The Duke of Cambridge joked about his wife becoming broody when they visited a school where she cuddled a baby, sang along with children and spoke to young pupils.
William and Kate toured St John’s Primary School in Port Glasgow to learn about an innovative project where children interact with a mother and baby to learn about its development and aid their emotional empathy with others.
As the couple began their visit to the school, close to the banks of the River Clyde in Inverclyde, the duke joked: “Can you get my wife out of here before she gets broody?”
By the end of it, she was holding 10-month-old Saul after his session with his mother Laura Molloy.
She has been bringing her son to school as part of the Roots of Empathy sessions run by Action for Children, a charity Kate supports as patron.

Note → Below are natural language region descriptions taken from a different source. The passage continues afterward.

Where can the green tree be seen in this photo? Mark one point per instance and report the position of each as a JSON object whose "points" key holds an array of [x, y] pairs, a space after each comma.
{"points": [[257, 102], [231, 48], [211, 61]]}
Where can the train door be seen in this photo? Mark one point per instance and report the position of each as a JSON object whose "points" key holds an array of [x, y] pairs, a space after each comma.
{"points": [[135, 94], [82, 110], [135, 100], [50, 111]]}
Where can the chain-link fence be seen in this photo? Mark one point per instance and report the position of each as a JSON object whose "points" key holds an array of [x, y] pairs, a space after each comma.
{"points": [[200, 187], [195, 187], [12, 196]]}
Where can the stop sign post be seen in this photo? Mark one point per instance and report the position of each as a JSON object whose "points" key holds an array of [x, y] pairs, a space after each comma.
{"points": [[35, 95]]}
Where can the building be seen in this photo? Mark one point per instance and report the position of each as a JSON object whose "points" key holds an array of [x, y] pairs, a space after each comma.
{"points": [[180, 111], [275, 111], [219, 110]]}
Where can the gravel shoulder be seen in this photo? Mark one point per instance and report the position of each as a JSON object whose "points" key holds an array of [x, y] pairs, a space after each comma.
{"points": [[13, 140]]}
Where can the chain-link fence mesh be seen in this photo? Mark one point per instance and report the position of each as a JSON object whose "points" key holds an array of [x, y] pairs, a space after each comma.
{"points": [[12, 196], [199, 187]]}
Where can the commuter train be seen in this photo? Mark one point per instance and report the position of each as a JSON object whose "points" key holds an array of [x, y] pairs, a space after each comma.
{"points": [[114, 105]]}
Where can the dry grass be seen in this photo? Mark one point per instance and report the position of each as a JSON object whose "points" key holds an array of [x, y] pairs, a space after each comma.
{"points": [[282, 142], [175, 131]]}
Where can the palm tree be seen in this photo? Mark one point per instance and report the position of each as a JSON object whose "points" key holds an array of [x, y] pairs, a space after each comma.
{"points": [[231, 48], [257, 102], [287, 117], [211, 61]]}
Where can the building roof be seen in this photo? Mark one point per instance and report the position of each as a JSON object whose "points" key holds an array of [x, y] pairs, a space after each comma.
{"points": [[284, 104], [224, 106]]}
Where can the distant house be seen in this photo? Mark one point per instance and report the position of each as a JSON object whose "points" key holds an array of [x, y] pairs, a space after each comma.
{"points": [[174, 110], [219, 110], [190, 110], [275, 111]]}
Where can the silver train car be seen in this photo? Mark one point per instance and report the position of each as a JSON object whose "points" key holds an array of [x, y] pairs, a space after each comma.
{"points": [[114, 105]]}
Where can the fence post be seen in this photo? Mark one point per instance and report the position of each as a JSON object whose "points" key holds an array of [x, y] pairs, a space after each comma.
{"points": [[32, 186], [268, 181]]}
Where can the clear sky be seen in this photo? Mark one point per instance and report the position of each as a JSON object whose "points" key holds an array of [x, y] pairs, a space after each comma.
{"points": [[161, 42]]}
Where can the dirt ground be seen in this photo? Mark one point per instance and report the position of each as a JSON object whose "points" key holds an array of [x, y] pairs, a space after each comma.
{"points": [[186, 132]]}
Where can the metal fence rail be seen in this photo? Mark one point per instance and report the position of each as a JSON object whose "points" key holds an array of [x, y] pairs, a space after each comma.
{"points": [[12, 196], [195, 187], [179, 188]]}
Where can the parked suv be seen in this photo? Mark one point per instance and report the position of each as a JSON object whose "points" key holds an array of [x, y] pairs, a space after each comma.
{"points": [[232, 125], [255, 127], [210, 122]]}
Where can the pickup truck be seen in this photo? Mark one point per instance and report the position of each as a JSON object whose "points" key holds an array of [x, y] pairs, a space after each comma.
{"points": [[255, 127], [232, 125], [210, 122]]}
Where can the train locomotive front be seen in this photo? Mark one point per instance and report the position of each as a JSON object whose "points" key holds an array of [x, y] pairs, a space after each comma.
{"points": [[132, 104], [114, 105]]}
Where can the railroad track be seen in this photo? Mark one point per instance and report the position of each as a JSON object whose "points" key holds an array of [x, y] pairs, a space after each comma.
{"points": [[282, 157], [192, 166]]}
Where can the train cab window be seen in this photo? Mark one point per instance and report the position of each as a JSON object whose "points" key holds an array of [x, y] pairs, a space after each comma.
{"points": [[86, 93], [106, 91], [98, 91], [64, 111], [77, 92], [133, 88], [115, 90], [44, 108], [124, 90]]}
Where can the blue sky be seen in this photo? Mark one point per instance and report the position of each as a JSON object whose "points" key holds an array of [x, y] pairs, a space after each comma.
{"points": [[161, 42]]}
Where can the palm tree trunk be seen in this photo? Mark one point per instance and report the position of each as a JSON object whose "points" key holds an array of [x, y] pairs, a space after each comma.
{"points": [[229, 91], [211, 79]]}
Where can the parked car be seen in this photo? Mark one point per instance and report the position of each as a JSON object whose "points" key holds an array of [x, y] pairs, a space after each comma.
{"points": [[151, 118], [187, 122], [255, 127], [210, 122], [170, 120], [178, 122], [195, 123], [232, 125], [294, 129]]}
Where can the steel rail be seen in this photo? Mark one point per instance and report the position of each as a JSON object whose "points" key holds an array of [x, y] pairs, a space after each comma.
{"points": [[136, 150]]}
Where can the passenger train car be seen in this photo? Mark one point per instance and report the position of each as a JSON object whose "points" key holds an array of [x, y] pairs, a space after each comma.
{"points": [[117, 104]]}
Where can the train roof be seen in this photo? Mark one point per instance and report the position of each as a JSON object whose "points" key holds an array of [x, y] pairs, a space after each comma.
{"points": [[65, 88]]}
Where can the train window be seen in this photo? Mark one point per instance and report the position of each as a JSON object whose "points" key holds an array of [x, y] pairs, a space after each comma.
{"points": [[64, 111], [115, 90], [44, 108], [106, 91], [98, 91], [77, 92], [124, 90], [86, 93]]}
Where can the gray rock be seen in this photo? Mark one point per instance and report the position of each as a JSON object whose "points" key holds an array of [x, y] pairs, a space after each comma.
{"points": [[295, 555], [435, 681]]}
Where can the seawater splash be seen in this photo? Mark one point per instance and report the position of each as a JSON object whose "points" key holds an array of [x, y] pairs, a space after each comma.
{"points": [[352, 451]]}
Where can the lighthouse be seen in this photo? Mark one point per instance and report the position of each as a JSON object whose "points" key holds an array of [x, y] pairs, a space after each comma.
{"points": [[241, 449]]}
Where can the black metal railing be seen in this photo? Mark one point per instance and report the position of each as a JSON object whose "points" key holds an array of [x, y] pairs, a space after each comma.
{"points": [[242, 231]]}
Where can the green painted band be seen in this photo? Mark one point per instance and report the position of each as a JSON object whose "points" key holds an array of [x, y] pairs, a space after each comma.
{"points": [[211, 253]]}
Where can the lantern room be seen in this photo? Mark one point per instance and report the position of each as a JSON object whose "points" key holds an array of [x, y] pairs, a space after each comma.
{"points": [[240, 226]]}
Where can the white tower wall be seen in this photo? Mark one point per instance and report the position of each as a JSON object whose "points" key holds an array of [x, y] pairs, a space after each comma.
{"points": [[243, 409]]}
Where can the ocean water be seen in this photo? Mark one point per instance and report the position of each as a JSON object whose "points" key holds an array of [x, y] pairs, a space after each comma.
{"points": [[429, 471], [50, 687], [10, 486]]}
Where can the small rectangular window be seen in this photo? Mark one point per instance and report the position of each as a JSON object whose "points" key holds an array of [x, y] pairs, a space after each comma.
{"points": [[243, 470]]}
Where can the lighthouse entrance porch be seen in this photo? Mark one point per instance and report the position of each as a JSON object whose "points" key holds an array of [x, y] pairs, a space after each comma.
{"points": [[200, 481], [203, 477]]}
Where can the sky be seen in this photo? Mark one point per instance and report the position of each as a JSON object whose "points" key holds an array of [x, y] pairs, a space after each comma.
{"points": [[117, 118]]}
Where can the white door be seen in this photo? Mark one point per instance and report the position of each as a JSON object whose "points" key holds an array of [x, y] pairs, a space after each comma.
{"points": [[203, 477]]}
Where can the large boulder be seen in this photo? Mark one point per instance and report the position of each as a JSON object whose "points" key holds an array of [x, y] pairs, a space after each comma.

Action for Children, which runs the programme in 18 local authority areas in Scotland, says the sessions, where the pupils are guided in discussions about their own emotions, improves the behaviour of pupils, who are kinder with less instances of bullying.
The Cambridges sat cross-legged on the floor and joined a session, as Saul crawled on a mat, singing nursery rhymes with the children, and they even did the hand actions to Incy Wincy Spider.
Kate asked the group of around 35 seven-year-olds: “Do you think lots of schools should have a project like this?,” and when some replied “Yes”, she added “We do too”.
The duchess later chatted to the mother and her baby, and she briefly held Saul, who will celebrate his first birthday in June, but he quickly stretched out his hands for his mother.
Later, the couple met people helped by the housing, care and property management group the Wheatley Group at one of the organisation’s sites in the Kennishead area of Glasgow.
They learned how the group is helping to transform the lives of disadvantaged or vulnerable people, including those at risk of homelessness.
The couple met mothers whose children receive books through a partnership between the group and the Dolly Parton Imagination Library.
Kirsty Holmes, 25, told William and Kate her four-year-old son Theo’s favourite book is The Gingerbread Man, and Kate offered him a cupcake from a plate on the table and praised his Spider-Man glasses.
Ms Holmes said afterwards: “I enjoyed talking to them, they were very welcoming and down to earth. They seem to really like children, they were asking about our experiences with the books.”
Lynette Wilson, 36, who has children aged one, two and 14, told the couple how she has been helped by Wheatley Foundation’s EatWell emergency food parcel service.
Her daughter Olivia gave William a picture she had drawn of him and Kate told her it was “very good”.
The couple also met students Pauline Tabot, 26, and Ceri Maclarty, 25, who have received education bursaries from the Wheatley Foundation to help with their studies.
Crowds lined the street to watch as William and Kate walked to the next stage of their visit, stopping to chat and pose for selfies with people.
They then stepped into the home of mother-of-four Joanne Wales, 31, and sat on sofas in her sitting room as they asked about her experiences as a tenant.
Her four-year-old son Jason showed the royal couple his Spider-Man and Hulk toys, and Kate told him: “Louis our little boy loves Spider-Man too.”
Miss Wales, who has been a single parent since her partner died nearly two years ago, said she enjoyed talking to the couple.
The mother, whose children are aged between four and 12, said: “They were absolutely lovely and straight away they were talking to Jason about superheroes.
“It was not as weird as I had thought it would be because they just put you at ease, they are so nice and welcoming, they just wanted to make sure that I was doing okay and that I look after myself because sometimes mums tend to put themselves on the back pedal.”